Le gouvernement français a désormais un gros problème d'autoroutes
Maintenant que le fameux rapport étouffé par le gouvernement français sur la rentabilité des autoroutes privées scandalise tout le monde, le ministre des finances Bruno Le Maire cherche un moyen de se faire pardonner en visant les bénéfices ou la durée des concessions des sociétés.
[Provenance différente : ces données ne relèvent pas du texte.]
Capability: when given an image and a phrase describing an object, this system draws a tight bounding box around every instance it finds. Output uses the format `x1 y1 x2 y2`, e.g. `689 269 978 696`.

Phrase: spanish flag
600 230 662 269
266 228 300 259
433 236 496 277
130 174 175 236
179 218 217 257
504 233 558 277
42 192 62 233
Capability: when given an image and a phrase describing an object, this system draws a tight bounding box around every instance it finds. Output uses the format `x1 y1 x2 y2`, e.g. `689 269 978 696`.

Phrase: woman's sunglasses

Il y a quelques heures, Caradisiac publiait le fameux rapport de l’Inspection générale des finances de 2021 sur la rentabilité des concessions autoroutières privées. Celui-là même que le gouvernement français a tenté d’étouffer, ses conclusions étant implacables : les sociétés privées gérant les portions d’autoroutes françaises gagnent beaucoup plus d’argent que ce qui avait été prévu initialement lors de la privatisation de ces tronçons en 2006. Après les révélations du Canard Enchaîné en janvier puis notre diffusion de ce rapport complet, le gouvernement français et le ministre de l’économie Bruno Le Maire se retrouvent obligés de montrer qu’ils travaillent sur le sujet : alors que le prix des péages ne cesse d’augmenter (+4,75% en février 2023), il devient socialement difficile de justifier de tels profits sachant que le rapport expliquait qu’il était théoriquement possible de beaucoup baisser les montants demandés aux usagers au péage.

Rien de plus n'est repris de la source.